The Obama administration abandoned that doctrine last November, and its champion, George Mitchell, ever since has been an invisible man. No policy has been proposed by the White House to replace its calamitous belief in the construction freeze delusion, at least not yet. But Israelis are sure something is around the corner and are debating whether to wait—or to act.
They fear two developments. The first is a Quartet Plan: a statement by the United States, the United Nations, Russia, and the European Union via the Middle East Quartet that proposes the outline of a final status arrangement. The Israeli nightmare has the leading nations of the world demanding terms about borders, security, and Jerusalem with which Israel cannot live—and then finding Israel further isolated and demonized. The EU is leading this Quartet effort, but every Israeli official with whom I spoke said the United States is waving the Europeans on and hiding behind them.
The second potential disaster is a Palestinian effort at the U.N. General Assembly in September, where the “State of Palestine” would be recognized on “1967 borders” and Israel’s presence in the West Bank would become the basis for a further expansion of boycotts, demonstrations, and delegitimization campaigns. These campaigns are well underway and especially in Western Europe would gain great strength from such U.N. action, it is argued.
Now, these fears may not pan out. What if the Quartet proposes new Israeli-Palestinian negotiations based on its outline, but the Palestinians—true to the Obama Doctrine of 2009-2010—yet again refuse to come to the table unless there is a total construction freeze? Palestinian intransigence would deliver Israel from its dilemma. European diplomats claim that Abbas has sworn he will negotiate if the Quartet Plan is sufficiently generous, a clever position that maximizes European incentives to buy his cooperation with language that leans further and further toward Palestinian demands. But unless and until the Quartet acts, no one can know for sure.

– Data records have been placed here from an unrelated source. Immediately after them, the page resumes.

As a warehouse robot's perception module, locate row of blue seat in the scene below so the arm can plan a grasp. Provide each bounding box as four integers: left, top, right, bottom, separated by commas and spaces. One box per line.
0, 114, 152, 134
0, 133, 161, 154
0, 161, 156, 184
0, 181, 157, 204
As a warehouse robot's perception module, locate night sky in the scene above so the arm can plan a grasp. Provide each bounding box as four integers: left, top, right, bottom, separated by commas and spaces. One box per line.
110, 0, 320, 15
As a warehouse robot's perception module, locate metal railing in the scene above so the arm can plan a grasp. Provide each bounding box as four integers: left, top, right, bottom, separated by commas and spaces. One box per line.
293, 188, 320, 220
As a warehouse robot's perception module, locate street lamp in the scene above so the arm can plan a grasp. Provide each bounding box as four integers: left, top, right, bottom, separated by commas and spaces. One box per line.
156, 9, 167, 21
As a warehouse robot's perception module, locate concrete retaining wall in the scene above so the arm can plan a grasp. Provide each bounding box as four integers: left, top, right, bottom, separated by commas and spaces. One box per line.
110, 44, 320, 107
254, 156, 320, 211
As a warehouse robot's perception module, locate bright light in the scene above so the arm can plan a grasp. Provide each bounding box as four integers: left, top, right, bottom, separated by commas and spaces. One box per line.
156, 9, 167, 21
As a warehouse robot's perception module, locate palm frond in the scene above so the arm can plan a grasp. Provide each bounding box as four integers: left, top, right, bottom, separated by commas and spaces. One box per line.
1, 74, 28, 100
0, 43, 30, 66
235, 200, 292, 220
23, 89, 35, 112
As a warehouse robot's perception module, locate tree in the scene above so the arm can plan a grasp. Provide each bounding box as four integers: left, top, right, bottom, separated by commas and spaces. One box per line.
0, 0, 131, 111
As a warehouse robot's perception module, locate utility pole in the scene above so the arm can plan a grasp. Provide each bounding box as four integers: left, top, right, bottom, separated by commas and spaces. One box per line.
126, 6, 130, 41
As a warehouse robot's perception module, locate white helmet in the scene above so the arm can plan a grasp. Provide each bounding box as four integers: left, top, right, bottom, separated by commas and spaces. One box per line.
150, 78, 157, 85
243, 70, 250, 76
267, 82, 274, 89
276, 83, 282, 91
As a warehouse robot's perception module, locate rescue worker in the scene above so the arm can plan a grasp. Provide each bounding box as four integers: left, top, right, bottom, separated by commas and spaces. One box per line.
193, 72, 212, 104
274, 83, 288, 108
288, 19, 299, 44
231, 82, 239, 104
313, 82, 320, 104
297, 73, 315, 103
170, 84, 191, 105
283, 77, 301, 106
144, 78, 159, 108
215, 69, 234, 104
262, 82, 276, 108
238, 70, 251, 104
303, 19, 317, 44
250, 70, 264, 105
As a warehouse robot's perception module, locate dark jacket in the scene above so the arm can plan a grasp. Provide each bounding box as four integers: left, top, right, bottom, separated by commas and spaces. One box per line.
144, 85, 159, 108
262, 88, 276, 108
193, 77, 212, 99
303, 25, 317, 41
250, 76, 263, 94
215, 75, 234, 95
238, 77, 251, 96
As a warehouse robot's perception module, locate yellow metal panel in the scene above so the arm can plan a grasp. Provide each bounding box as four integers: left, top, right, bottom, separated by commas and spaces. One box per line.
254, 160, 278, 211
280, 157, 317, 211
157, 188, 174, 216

Israel may also be saved by moves toward “Palestinian unity,” meaning the replacement of the Fayyad cabinet with one consisting of technocrats who represent both Fatah and Hamas. Under the terms that have been discussed, security in the West Bank would remain exclusively in the hands of the PA security forces, while Gaza would remain under Hamas. Such an arrangement could benefit the PA because it would regain a presence in all the nonsecurity ministries in Gaza and begin to reestablish itself there. But the American relationship with the PA relies on the absence of Hamas from the government and the presence of an honest and effective prime minister in Fayyad. A Hamas role will raise immediate legal issues under our antiterrorism laws as well as political problems: Will the White House really demand that Israel negotiate with a coalition that includes terrorist groups? Will Congress, and even European and Arab aid donors, fork over cash if Fayyad is not there to guarantee that it will not be stolen?